We need to _do_. Or plan / prepare for the alternatives.

Sustaining a modest research program on potential long bets is probably
defensible. But don't hinge all hopes on this.

------
lcall
The events around climate change have been predicted in the scriptures for a
long time (ice melting, storms, quakes, waves of the sea heaving themselves
beyond their bounds, fires/smoke, and other significant catastrophic events--
not just the usual levels of them). We need not be surprised, but we really
can be OK.

I do appreciate the science and am glad for progress in our efforts. It seems
to me we are not competent enough to solve such things when we have largely
rejected the instructions given by the earth's creator (like, honesty, the
Golden Rule, etc, etc): we have a hard time trusting each other even when we
say we agree. I'm glad we can share our own thoughts. We need His help both to
address important issues globally, and in our personal lives.

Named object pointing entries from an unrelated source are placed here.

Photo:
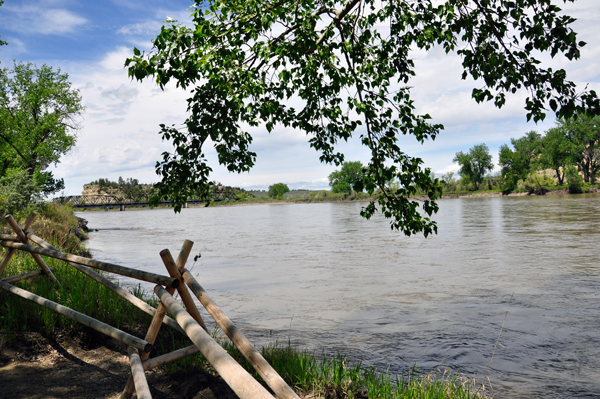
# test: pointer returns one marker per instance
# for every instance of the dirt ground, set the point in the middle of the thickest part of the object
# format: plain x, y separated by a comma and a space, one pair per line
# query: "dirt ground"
35, 367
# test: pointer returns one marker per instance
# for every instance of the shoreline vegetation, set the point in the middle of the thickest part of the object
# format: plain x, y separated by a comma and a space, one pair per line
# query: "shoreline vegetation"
326, 196
308, 373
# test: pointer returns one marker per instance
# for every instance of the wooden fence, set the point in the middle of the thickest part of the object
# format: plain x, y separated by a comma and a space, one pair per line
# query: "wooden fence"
187, 318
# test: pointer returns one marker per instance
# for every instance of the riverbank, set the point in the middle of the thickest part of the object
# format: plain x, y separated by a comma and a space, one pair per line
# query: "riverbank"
68, 360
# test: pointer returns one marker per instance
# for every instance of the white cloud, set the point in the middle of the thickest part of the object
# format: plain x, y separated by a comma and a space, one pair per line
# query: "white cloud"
454, 168
143, 28
38, 18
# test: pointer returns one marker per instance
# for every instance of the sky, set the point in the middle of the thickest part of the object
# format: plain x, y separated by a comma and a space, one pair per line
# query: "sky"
119, 130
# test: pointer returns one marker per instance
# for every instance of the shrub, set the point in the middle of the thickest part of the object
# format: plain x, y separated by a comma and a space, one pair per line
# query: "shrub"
574, 180
536, 184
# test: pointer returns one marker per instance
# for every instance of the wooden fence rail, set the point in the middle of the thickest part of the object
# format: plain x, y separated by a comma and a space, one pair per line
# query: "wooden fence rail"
188, 320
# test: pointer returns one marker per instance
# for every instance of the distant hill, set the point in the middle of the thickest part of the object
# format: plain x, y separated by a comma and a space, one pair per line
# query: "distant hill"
129, 188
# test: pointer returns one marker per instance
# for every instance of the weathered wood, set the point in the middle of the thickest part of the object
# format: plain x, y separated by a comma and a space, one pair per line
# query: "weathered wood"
182, 289
11, 251
13, 224
170, 357
80, 317
9, 237
107, 267
234, 375
135, 301
161, 312
25, 276
139, 377
269, 375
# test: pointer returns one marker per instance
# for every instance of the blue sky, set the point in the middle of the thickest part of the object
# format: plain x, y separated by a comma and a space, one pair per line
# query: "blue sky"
119, 131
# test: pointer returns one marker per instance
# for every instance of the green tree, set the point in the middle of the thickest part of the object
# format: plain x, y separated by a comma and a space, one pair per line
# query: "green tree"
348, 178
2, 43
38, 120
583, 135
277, 190
474, 164
574, 179
519, 162
554, 152
346, 68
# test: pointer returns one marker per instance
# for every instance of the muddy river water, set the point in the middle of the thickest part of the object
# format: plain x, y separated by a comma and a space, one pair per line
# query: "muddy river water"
323, 278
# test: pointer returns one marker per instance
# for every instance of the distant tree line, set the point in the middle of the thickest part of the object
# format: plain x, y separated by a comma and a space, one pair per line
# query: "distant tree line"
128, 188
571, 150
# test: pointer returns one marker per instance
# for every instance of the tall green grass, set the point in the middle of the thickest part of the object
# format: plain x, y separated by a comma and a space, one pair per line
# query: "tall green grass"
328, 377
335, 377
57, 225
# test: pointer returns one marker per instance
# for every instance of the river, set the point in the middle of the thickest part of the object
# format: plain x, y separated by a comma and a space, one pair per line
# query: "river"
323, 278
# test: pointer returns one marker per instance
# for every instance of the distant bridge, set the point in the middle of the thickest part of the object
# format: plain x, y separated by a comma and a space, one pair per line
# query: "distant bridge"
107, 201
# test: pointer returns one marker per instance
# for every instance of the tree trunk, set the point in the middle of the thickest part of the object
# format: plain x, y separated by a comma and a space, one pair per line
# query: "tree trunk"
560, 177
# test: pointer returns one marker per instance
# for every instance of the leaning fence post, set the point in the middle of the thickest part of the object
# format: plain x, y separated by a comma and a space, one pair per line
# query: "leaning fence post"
182, 289
11, 251
139, 377
269, 375
161, 311
238, 379
24, 240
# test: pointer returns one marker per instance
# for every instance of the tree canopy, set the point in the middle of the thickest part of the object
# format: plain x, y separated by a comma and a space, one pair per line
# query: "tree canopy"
583, 137
474, 164
277, 190
38, 120
519, 162
348, 178
2, 43
338, 70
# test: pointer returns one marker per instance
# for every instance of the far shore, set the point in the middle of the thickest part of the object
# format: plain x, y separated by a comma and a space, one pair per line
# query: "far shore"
325, 200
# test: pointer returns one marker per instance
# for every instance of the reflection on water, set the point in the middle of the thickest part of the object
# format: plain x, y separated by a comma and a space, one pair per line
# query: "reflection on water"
326, 279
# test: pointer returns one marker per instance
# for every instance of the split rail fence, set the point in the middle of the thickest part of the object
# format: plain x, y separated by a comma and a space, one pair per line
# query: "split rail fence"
187, 319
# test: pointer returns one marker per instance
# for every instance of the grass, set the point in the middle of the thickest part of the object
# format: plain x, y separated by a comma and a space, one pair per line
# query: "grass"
336, 378
306, 372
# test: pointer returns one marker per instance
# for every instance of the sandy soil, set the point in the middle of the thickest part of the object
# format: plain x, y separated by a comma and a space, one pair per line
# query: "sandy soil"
33, 366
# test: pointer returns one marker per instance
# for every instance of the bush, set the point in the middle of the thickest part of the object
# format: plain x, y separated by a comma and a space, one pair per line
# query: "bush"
536, 184
18, 193
277, 190
574, 180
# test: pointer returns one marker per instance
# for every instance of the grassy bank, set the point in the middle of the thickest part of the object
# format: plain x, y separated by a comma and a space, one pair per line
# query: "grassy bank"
306, 372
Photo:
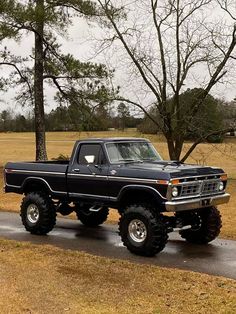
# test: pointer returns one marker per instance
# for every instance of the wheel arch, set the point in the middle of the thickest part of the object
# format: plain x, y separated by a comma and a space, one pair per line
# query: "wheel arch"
140, 194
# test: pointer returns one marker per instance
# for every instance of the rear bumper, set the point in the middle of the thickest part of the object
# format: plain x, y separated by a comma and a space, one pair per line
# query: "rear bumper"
181, 205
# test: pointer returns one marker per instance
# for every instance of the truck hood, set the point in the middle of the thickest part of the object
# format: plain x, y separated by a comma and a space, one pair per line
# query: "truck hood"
171, 169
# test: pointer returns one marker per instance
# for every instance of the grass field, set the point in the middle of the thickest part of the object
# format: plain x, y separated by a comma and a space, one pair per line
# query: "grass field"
43, 279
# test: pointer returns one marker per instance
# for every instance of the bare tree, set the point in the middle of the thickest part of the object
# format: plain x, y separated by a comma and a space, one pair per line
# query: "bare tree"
168, 44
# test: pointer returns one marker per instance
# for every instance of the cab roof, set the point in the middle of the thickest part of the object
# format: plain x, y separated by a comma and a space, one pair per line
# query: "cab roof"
114, 139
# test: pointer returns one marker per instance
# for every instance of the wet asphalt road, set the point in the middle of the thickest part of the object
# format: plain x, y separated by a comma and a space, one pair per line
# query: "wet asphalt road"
217, 258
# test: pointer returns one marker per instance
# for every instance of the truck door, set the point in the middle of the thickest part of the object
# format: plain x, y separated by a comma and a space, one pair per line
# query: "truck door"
88, 175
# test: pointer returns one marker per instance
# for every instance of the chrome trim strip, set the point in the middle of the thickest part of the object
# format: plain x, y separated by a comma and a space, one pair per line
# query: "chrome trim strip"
36, 171
90, 195
112, 178
200, 175
87, 175
176, 206
13, 186
41, 179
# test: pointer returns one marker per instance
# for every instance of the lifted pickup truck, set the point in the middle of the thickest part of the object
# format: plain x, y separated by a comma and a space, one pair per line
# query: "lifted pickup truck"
127, 174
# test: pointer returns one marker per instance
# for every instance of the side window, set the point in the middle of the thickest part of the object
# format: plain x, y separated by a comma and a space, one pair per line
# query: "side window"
91, 154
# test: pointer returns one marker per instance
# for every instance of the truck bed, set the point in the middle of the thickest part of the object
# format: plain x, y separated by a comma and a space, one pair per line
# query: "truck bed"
51, 174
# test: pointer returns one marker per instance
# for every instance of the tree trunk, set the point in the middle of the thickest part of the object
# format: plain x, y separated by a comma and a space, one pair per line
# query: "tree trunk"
171, 148
41, 153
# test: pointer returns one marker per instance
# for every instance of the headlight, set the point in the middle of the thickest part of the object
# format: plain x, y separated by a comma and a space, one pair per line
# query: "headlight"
221, 186
175, 191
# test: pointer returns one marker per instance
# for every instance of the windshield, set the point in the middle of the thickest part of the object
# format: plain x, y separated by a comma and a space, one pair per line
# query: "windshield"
131, 152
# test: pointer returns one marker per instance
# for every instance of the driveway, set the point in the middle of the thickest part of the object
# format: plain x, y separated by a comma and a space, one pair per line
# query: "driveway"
217, 258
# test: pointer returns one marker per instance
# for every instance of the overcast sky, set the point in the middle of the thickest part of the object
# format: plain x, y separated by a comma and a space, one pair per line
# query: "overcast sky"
81, 45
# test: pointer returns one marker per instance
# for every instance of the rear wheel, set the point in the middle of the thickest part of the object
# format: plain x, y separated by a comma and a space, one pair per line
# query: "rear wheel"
38, 214
208, 229
142, 232
91, 216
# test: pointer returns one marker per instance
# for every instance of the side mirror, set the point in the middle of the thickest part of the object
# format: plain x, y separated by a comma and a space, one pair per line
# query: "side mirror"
90, 159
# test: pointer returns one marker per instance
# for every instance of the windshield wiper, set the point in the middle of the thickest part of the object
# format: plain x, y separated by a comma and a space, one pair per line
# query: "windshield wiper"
127, 161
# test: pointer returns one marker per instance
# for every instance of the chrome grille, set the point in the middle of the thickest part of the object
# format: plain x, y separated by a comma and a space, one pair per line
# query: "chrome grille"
198, 188
190, 189
210, 187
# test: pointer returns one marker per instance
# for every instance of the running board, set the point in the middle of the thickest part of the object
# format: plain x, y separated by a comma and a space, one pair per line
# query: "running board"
95, 209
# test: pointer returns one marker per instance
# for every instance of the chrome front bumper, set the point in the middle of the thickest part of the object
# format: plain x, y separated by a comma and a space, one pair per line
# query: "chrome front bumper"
181, 205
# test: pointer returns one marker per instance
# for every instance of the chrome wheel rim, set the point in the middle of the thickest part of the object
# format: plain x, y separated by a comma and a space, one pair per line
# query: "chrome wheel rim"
137, 230
32, 213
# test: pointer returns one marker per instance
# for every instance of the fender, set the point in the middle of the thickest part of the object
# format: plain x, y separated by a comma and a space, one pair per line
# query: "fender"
144, 188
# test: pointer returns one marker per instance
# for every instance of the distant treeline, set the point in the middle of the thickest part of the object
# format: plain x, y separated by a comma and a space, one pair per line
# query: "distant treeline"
71, 118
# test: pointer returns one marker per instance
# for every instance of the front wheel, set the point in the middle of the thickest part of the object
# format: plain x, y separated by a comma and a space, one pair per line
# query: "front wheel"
208, 229
142, 232
38, 214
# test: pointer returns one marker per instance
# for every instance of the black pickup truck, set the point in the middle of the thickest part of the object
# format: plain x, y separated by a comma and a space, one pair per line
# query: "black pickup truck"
127, 174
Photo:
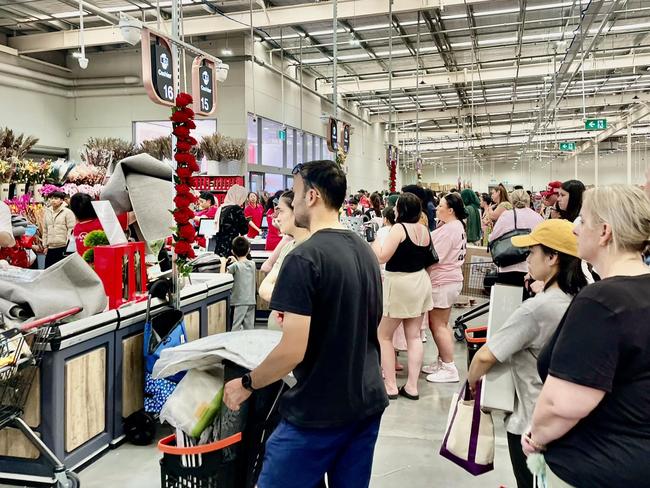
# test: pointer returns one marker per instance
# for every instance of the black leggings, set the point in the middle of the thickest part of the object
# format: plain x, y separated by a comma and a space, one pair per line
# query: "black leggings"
518, 459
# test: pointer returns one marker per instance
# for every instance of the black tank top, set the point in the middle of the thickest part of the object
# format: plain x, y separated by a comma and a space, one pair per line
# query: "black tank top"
409, 257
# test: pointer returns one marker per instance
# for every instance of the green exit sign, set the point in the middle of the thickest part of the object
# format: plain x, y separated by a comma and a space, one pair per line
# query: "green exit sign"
567, 146
595, 124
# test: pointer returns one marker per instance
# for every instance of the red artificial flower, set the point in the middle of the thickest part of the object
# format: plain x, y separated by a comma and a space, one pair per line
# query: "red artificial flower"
181, 131
187, 232
184, 200
184, 174
183, 99
179, 117
185, 158
184, 249
183, 215
194, 166
183, 189
183, 146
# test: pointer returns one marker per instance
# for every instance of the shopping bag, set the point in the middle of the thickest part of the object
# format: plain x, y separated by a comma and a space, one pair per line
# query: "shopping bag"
164, 330
469, 438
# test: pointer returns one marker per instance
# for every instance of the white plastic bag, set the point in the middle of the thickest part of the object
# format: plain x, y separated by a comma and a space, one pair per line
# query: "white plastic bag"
189, 401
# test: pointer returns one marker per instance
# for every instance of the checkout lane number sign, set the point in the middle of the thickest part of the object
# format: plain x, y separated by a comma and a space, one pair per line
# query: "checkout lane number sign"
162, 71
203, 86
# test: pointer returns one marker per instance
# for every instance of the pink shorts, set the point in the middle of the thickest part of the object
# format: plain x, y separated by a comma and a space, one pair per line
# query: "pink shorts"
444, 296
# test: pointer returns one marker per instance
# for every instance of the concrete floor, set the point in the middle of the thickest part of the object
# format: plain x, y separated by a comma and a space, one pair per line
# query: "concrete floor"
406, 454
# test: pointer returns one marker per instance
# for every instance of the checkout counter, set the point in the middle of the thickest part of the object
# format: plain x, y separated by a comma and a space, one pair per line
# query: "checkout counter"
93, 377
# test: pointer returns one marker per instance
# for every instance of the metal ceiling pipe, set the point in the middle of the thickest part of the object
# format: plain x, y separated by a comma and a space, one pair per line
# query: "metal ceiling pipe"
99, 12
67, 82
34, 86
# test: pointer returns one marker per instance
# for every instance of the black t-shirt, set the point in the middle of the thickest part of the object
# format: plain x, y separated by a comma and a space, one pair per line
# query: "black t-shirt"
334, 278
603, 342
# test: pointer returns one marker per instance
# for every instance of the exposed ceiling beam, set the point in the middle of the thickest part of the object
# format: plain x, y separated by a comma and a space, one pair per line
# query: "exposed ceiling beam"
490, 74
238, 21
571, 103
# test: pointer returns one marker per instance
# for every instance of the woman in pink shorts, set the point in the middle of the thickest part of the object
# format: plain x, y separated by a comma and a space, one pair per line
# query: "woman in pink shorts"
450, 242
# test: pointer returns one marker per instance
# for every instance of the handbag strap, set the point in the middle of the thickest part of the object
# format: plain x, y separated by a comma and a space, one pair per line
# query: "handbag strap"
476, 424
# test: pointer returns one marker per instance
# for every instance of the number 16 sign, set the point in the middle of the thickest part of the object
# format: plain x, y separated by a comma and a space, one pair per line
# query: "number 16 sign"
158, 74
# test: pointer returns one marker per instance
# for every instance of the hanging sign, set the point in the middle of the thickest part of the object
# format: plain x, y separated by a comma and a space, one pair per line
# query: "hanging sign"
567, 146
204, 90
158, 68
333, 135
595, 124
346, 138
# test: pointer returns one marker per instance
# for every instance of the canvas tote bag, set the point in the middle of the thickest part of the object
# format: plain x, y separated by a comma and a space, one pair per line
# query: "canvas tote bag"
469, 439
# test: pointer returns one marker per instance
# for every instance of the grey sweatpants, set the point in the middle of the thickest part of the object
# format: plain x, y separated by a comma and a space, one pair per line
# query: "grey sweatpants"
243, 317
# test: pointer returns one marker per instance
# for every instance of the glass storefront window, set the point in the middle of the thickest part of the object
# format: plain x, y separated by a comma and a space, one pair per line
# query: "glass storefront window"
300, 155
309, 147
291, 150
273, 182
272, 145
253, 147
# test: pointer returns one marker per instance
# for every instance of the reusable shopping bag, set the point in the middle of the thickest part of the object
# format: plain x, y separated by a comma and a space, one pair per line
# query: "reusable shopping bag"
503, 252
164, 330
469, 439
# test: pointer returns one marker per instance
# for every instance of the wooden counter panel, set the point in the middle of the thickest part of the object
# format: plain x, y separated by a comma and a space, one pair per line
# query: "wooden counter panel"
32, 415
193, 325
13, 443
217, 317
132, 374
261, 304
85, 398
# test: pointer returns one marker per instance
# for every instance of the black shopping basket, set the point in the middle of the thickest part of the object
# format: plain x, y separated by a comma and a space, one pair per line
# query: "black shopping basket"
212, 465
475, 338
236, 460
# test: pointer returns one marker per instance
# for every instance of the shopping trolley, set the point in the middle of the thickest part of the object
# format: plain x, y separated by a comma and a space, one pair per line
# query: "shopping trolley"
21, 353
478, 278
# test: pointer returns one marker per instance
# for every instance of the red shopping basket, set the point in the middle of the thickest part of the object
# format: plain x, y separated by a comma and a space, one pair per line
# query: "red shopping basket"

(More details on these thoughts at
[http://lukecall.net/e-9223372036854581820.html](http://lukecall.net/e-9223372036854581820.html)
, a simple site w/o javascript).

------
duahncjak
I think solutions to climate change that require global coordination are
doomed to failure. When things start getting rough it’s going to be some
entity independently pursuing a geoengineering solution, with whatever risk
that entails. It’s not the best approach, but it’s something that someone can
impose on the whole world without conquering them and shutting down their coal
plans.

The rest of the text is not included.